What often is missing
Let’s have a closer look at the roles:
Being an Olympic trainer and coach is a very difficult job. And as a Scrum Master your focus is even broader, with the organizational context the team is operating in. This context has a big influence on the performance of the team and needs to be closely managed. I haven’t seen many Scrum Masters that were true masters of Scrum and agile, let alone had the capabilities and network to influence the rest of the organization successfully. Great Scrum Masters are a rare breed.
Being an Olympic team requires a winning mentality. But I have seen quite a few development teams that reminded me of my attitude after receiving my swimming diploma. Often caused by insufficient commitment to continuous improvement. A good coach can be of great value here. But without passion it will never happen.
The shift from task focused work, with a high degree of specialization, to value focused work, with a high degree of cross-functional collaboration, requires a different way of thinking and working from the people involved. This means that the team needs to change existing behavior patterns and learn how to best serve each other in order to reach the desired outcomes. This usually doesn’t happen by itself and is often overlooked.
As Product Owner you have a great responsibility to develop and communicate a strong vision and purpose that ignites the passion the Development Team needs to excel. You are the most important motivator for the Development Team, you are the customer, and you need to demand high performance and results every Sprint to stay ahead of the competition. Unfortunately I’ve seen many Product Owners accepting the status quo.

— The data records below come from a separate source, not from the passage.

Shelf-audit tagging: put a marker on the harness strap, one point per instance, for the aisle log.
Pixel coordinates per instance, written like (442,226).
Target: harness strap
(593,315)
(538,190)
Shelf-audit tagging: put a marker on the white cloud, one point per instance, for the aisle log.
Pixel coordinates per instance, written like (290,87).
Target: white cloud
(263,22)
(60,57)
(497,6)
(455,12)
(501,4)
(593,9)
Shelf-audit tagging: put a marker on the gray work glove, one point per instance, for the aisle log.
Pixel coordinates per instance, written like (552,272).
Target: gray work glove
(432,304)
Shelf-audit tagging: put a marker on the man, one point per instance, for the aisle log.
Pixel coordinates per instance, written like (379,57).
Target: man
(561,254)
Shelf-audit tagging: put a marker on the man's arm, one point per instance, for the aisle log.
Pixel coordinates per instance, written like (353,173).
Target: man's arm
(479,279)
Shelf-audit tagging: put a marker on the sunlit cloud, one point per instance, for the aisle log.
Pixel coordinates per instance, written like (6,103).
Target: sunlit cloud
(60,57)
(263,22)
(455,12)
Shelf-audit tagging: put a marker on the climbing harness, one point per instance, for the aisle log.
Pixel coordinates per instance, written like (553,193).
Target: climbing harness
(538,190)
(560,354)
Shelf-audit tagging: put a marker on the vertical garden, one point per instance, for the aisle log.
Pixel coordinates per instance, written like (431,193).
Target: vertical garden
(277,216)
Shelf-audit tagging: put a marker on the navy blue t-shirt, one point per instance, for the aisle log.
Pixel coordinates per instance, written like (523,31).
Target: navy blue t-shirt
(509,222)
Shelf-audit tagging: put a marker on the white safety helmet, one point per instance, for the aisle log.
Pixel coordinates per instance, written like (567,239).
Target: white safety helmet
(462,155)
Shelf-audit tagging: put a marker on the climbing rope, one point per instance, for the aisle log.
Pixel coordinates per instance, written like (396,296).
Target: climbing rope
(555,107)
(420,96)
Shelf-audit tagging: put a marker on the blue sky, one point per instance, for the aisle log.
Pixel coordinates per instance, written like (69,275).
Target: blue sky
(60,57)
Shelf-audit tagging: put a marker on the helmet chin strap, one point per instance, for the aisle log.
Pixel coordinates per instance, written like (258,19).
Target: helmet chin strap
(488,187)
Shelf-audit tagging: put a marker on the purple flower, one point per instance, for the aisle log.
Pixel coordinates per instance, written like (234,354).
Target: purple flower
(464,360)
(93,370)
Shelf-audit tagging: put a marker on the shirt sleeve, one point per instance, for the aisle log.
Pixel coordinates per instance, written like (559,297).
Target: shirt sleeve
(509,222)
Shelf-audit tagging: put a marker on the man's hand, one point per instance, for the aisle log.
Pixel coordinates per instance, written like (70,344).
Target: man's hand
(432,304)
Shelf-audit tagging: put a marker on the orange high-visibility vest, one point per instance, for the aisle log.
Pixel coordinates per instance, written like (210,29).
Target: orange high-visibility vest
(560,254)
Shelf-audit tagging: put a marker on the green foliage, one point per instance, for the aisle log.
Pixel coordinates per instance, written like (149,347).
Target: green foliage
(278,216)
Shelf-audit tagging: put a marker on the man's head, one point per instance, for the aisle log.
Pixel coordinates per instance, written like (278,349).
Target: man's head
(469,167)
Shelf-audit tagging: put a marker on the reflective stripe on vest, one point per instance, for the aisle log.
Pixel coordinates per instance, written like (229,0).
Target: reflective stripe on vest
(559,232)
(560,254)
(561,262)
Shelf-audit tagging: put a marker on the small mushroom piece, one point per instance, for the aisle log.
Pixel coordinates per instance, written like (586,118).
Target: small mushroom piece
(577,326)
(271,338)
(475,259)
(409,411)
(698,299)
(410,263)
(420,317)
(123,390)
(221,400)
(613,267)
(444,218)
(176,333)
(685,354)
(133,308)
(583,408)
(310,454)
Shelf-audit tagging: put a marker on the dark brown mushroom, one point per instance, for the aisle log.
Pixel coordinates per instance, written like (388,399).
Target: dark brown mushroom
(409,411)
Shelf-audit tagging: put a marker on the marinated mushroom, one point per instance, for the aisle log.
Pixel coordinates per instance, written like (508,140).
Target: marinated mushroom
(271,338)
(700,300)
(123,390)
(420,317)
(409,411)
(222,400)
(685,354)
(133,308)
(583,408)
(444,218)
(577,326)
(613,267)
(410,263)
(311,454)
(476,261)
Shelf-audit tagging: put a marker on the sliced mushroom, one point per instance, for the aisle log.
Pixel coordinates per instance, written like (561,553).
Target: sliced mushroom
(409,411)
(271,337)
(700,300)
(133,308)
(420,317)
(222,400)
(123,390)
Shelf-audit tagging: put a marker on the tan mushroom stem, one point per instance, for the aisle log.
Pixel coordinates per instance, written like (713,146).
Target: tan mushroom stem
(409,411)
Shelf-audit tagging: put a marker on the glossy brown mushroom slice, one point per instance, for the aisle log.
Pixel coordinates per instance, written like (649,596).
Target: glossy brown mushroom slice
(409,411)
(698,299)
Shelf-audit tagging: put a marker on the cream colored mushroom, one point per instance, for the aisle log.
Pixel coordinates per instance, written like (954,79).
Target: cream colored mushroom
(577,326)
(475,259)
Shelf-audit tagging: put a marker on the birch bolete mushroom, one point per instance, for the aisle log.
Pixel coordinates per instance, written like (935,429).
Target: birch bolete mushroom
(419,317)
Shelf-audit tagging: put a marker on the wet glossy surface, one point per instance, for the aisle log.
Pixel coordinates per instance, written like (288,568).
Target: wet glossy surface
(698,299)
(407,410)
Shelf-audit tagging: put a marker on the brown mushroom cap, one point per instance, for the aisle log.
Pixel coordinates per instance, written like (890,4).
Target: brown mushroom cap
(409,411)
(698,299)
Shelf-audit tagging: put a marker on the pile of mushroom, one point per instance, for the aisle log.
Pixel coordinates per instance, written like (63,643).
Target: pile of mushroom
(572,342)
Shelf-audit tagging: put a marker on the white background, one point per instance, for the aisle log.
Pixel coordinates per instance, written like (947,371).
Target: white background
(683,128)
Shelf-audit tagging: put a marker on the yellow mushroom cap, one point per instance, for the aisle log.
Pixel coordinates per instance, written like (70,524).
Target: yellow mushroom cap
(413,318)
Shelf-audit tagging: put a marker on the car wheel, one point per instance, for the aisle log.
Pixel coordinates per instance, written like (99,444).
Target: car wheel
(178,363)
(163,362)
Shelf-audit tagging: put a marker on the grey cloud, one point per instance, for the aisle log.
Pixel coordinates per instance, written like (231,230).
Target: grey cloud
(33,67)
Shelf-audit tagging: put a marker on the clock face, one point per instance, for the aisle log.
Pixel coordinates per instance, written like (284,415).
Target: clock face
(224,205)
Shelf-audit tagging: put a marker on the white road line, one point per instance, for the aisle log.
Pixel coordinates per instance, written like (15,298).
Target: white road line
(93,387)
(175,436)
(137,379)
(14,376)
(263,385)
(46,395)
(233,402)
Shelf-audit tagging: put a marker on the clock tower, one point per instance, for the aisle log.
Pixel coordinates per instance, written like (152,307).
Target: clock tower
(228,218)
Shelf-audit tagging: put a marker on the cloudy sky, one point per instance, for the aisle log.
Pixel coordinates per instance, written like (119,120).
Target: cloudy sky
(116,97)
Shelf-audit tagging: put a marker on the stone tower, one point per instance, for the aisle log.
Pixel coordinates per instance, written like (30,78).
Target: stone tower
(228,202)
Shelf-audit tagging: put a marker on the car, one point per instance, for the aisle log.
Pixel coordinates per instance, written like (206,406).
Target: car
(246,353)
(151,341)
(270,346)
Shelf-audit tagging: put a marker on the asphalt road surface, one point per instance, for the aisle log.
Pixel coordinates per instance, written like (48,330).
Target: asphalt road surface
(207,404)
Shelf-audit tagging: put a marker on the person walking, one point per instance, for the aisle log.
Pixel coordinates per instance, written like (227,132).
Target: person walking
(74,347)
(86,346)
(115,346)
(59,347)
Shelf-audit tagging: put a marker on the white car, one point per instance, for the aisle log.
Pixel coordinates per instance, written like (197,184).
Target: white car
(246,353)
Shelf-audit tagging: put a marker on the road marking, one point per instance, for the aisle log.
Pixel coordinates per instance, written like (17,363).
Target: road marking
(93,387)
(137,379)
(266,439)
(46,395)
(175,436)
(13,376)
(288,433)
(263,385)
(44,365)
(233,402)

Another important aspect is the time to learn what customers value and what not. Validating these hypotheses with a working product requires a different way of slicing requirements. It means that the product evolves over time and is not completely defined upfront. Minimizing this time to learn, which correlates to your ability to respond to change, is often underestimated and not practiced very well.
The rest of the organization
Organization structures and processes are often defined and changed by existing management. We are talking here about the environment in which professional athletes need to be able to deliver Olympic results. This means that they should do everything in their power to grow the best environment possible. In reality, many Scrum Teams feel management is working against them, and not working for them or with them. Management needs to be trained and coached as well on how to successfully contribute to the improvement of the teams that deliver customer value.
Scrum requires a winning mentality to reap its acclaimed benefits, from everyone involved. Agility takes more than the decision to do Scrum. Never underestimate the level of professionalism needed to become agile. Taking lessons on how to keep your head above the water is necessary but not enough. It’s the start of a long if ever ending journey. Celebrate your (small) victories but never be satisfied. Invest in people and their environment. That will help you increase your agility. Scrum only helps you to stay on the right track.